Mittwochmorgen 8.00 Uhr in den Räumen der Hausarztmedizin der Klinik Arlesheim im Pfeffingerhof: „Guten Morgen!“ Der Tag beginnt mit einem Ultraschall bei einer 65-jährigen Patientin mit unklaren Verdauungsbeschwerden, die sich vor zwei Tagen vorgestellt hat. Es findet sich zum Glück „nichts Ernsthaftes“. Ein kurzes Gespräch, ein Rezept für anthroposophische Heilmittel; die Patientin wird in zwei Wochen zur Kontrolle kommen.
8.30 Uhr Telefonsprechstunde: Als erstes ein Anruf der Tochter einer betagten Patientin, die gerade beim Aufstehen aus dem Bett gestürzt ist. Sie hat starke Schmerzen. Nach der Be-schreibung der Tochter habe ich den Verdacht, dass sie eine Schenkelhalsfraktur erlitten hat. Ich organisiere die Einweisung ins passende Spital. Mehrere weitere Telefonate folgen.

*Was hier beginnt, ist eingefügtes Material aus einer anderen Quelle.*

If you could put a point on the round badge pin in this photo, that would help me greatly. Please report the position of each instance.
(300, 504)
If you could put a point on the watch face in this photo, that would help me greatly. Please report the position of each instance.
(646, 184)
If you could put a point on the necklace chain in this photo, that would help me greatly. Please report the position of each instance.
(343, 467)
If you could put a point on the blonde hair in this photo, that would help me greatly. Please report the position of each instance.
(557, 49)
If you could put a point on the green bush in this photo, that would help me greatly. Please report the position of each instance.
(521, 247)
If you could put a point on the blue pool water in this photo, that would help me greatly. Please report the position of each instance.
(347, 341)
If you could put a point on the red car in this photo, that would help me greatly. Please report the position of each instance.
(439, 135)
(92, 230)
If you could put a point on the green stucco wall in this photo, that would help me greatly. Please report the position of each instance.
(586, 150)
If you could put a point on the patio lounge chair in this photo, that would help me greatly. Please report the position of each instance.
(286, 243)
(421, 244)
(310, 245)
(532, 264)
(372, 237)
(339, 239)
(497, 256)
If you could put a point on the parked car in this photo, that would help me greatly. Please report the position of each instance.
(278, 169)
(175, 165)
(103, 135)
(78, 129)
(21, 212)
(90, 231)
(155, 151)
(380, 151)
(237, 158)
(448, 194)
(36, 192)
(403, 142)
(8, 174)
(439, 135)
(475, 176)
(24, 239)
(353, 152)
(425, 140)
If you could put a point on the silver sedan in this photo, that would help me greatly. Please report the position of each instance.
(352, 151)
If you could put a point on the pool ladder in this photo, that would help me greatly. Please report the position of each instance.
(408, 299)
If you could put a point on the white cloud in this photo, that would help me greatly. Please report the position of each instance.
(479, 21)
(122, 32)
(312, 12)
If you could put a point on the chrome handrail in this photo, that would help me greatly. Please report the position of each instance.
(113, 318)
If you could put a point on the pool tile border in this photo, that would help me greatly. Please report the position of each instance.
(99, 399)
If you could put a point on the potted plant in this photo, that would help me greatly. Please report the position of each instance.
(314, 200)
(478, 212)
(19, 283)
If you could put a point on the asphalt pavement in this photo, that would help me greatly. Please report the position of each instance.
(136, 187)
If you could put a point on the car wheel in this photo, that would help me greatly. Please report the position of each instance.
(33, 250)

Ab 9.00 Uhr dann die reguläre Sprechstunde: eine Jugendliche mit Eisenmangel, dann eine junge Mutter mit Erschöpfungssymptomatik und Schlafstörungen nach der Geburt des dritten Kindes; anschliessend ein 50-jähriger Patient mit Leberzirrhose bei chronischer Virushepatitis, gefolgt von einem Manager mit einer Bluthochdruckkrise. Als nächste eine ältere Dame mit chronischem Asthma bronchiale und Herzinsuffizienz und danach ein längeres Gespräch mit einer Patientin, deren Mann vor kurzem an einem Tumor verstarb, und die sich nun nach der langen Begleitung erschöpft und depressiv fühlt.
Nach einer Mittagspause dann Hausbesuche bei mehreren betagten Patientinnen und Patienten in drei verschiedenen Alters- und Pflegeheimen der Umgebung.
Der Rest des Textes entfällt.